Esto expuesto, hay un elemento de la catalanidad que no termina de comprenderse: el sentimental. Así lo explicitaba Cambó en su Por la concordia: «En Catalunya el separatismo es más un sentimiento que una convicción, y es, esencialmente, un sentimiento reflejo». Y advertía: «Recuérdese que el separatismo doctrinario nació en momentos de exasperación y escepticismo». Ante este diagnóstico tan certero y auténtico, los argumentos económicos y los jurídicos -los catalanes independentistas ya saben que la independencia no sería un negocio precisamente-, aunque han de manejarse, no deben conducir a error porque nos estamos moviendo en el terreno de lo intangible. Y ante el turbión emocional de la identidad incomprendida, determinadas razones suenan a coartadas o a excusas. Aunque no lo sean.
El PP ganará en Galicia
Pese a que Mario Conde pueda rebañar unas decenas de miles de votos a los populares, Feijóo está en condiciones de ganar por mayoría absoluta las elecciones gallegas.
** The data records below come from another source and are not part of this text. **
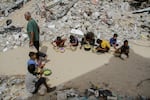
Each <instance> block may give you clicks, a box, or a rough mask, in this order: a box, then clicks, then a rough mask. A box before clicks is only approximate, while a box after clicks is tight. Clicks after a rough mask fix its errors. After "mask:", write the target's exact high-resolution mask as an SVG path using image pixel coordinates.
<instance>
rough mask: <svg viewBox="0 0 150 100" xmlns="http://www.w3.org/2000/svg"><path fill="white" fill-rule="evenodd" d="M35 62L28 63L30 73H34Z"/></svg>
mask: <svg viewBox="0 0 150 100" xmlns="http://www.w3.org/2000/svg"><path fill="white" fill-rule="evenodd" d="M35 69H36V68H35V64H30V65H28V71H29V72H30V73H31V74H34V73H35Z"/></svg>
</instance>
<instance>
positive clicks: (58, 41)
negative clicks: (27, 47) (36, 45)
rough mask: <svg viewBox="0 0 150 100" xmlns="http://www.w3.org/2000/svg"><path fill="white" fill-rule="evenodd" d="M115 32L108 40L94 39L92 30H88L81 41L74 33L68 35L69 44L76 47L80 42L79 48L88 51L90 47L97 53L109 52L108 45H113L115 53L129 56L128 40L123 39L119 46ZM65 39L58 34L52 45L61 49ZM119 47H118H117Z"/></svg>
mask: <svg viewBox="0 0 150 100" xmlns="http://www.w3.org/2000/svg"><path fill="white" fill-rule="evenodd" d="M117 37H118V35H117V34H114V35H113V37H112V38H110V40H109V41H107V40H101V39H99V38H98V39H96V38H95V35H94V33H93V32H88V33H87V34H85V35H84V37H83V38H82V40H81V41H79V39H78V38H77V37H75V36H74V35H70V37H69V46H70V47H77V46H78V45H79V43H80V49H82V48H83V47H84V50H86V51H90V50H91V49H92V51H93V52H97V53H105V52H109V50H110V47H113V48H114V49H115V52H114V53H115V54H118V56H119V57H121V55H122V54H125V55H126V56H127V57H129V46H128V40H125V41H124V43H123V45H122V46H120V47H119V44H118V43H117ZM66 41H67V39H65V38H62V37H60V36H58V37H57V38H56V39H55V40H54V41H52V45H53V46H54V47H57V48H58V49H60V48H61V49H62V48H64V47H66V46H65V42H66ZM118 47H119V48H118Z"/></svg>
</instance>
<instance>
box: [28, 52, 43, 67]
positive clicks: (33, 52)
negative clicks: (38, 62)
mask: <svg viewBox="0 0 150 100" xmlns="http://www.w3.org/2000/svg"><path fill="white" fill-rule="evenodd" d="M29 57H30V59H29V60H28V62H27V65H28V66H29V65H31V64H34V65H35V66H36V67H39V68H43V67H44V66H45V64H41V62H39V63H37V61H36V60H37V53H35V52H29Z"/></svg>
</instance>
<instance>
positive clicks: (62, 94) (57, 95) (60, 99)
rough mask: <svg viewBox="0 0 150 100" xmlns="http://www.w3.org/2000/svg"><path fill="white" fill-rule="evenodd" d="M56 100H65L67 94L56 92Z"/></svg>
mask: <svg viewBox="0 0 150 100" xmlns="http://www.w3.org/2000/svg"><path fill="white" fill-rule="evenodd" d="M57 100H67V94H66V93H63V92H60V91H58V92H57Z"/></svg>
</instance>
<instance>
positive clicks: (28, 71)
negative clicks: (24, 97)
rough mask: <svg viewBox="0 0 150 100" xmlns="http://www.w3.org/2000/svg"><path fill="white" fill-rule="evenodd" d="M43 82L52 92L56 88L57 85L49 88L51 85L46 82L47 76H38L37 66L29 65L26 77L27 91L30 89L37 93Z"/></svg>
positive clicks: (55, 88)
mask: <svg viewBox="0 0 150 100" xmlns="http://www.w3.org/2000/svg"><path fill="white" fill-rule="evenodd" d="M42 84H43V85H44V86H45V87H46V88H47V92H51V91H53V90H55V89H56V87H53V88H49V86H48V85H47V83H46V78H44V77H38V73H36V66H35V65H34V64H30V65H28V73H27V75H26V79H25V85H26V89H27V91H29V92H30V93H32V94H35V93H37V91H38V89H39V87H40V86H41V85H42Z"/></svg>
No sólo porque las encuestas así lo predicen –y coinciden varias– sino porque el desplome del socialismo galaico es absoluto tras la detención del alcalde socialista de Ourense por presuntos delitos de corrupción. Los nacionalistas han sido incapaces de reagruparse y la cuestión catalana favorece allí un discurso grato al PP y a su amplio electorado. Rajoy salvará la cara el 21 de octubre en su tierra aunque, si las cosas no mejoran, no ocurrirá lo mismo en Euskadi. Los conservadores vascos considerarían un éxito mantener sus trece escaños. Los sondeos se los niegan.
Empellones para el rescate
Francisco González dio el jueves una de cal y otra de arena. Por una parte, urgió a Rajoy a pedir una “línea preventiva de crédito” (eufemismo: es un rescate); por otra, entreabrió la puerta para que el BBVA tome parte del capital de la sociedad de activos tóxicos, a lo que de momento se resisten los demás bancos sanos. González pasa por ser “el banquero del PP”, aunque luego es Emilio Botín el que en los momentos clave está en la brecha. Lo cierto es que los grupos de interés del Gobierno y del PP –ahora desafectos– piden a Rajoy que mueva ficha. Justo lo que al presidente no le gusta. Siempre quiere que lo hagan los otros. Ocurre que el quietismo sirve para unas cosas, pero es estéril para otras. Por ejemplo: para gobernar.